EBGP: LOCAL_PREF is stripped when advertising to EBGP peers

See also: RFC 4271 Section 5.1.5


ATOMIC_AGGREGATE (Type 6)

Category: Well-Known Discretionary RFC: 4271 Purpose: Indicates route was aggregated and information was lost

Configuration:

static {
    route 10.0.0.0/16 {
        next-hop 192.168.1.1;
        atomic-aggregate;            # No value needed
    }
}

Text API:

announce route 10.0.0.0/16 next-hop 192.0.2.1 atomic-aggregate

Purpose: Informs downstream routers that AS path information may be incomplete due to aggregation.

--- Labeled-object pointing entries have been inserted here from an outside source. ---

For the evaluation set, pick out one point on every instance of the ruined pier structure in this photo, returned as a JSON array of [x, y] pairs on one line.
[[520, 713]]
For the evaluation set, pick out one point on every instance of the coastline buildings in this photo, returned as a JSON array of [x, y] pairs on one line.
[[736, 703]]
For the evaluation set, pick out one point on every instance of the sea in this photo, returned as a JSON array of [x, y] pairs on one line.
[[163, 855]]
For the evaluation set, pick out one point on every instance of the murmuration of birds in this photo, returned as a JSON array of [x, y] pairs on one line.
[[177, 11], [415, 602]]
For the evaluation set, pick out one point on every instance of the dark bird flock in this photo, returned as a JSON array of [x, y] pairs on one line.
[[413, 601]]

Used with: AGGREGATOR attribute

See also: RFC 4271 Section 5.1.6


Optional Transitive Attributes

Propagated to neighbors even if not recognized.

AGGREGATOR (Type 7)

Category: Optional Transitive RFC: 4271, 4893 Purpose: Identifies the AS and router that performed route aggregation

Format: <ASN>:<IP>

Configuration:

static {
    route 10.0.0.0/16 {
        next-hop 192.168.1.1;
        atomic-aggregate;
        aggregator 65001:192.168.1.2;    # AS:IP
    }
}

Text API:

announce route 10.0.0.0/16 next-hop 192.0.2.1 aggregator 65001:192.168.1.2

4-Byte ASN Support:

announce route 10.0.0.0/16 next-hop 192.0.2.1 aggregator 4200000000:192.168.1.2

See also: RFC 4271 Section 5.1.7, Configuration Example


COMMUNITY (Type 8)

Category: Optional Transitive RFC: 1997 Purpose: Tags routes for policy application

Format: <ASN>:<Value> (both 16-bit, 0-65535)

Well-Known Communities:

  • NO_EXPORT (65535:65281 / 0xFFFFFF01) - Don't advertise to EBGP peers
  • NO_ADVERTISE (65535:65282 / 0xFFFFFF02) - Don't advertise to any peer
  • NO_EXPORT_SUBCONFED (65535:65283 / 0xFFFFFF03) - Don't export outside confederation
  • NOPEER (65535:65284 / 0xFFFFFF04) - Don't advertise to peers (RFC 3765)

Configuration:

static {
    route 10.0.0.0/24 {
        next-hop 192.168.1.1;
        community [ 65001:100 ];               # Single community
    }

    route 10.0.1.0/24 {
        next-hop 192.168.1.1;
        community [ 65001:100 65001:200 ];     # Multiple communities
    }

    route 10.0.2.0/24 {
        next-hop 192.168.1.1;
        community no-export;                   # Well-known community
    }

    route 10.0.3.0/24 {
        next-hop 192.168.1.1;
        community [ 65001:100 no-advertise ];  # Mixed
    }
}

Text API:

announce route 10.0.0.0/24 next-hop 192.0.2.1 community [ 65001:100 ]
announce route 10.0.1.0/24 next-hop 192.0.2.1 community [ 65001:100 65001:200 ]
announce route 10.0.2.0/24 next-hop 192.0.2.1 community no-export
announce route 10.0.3.0/24 next-hop 192.0.2.1 community [ 65001:100 no-advertise ]

Common Use Cases:

  • Traffic engineering: Tag routes for specific policies
  • Customer identification: Tag customer routes
  • Geographic tagging: Identify route origin location
  • Blackhole triggering: Trigger remote blackhole (RTBH)
  • DDoS mitigation: Trigger FlowSpec rules

Example - Remote Triggered Blackhole (RTBH):

# Cisco/Juniper RTBH: Tag with 65535:666 (blackhole community)
announce route 10.0.0.1/32 next-hop 192.0.2.1 community [ 65535:666 ]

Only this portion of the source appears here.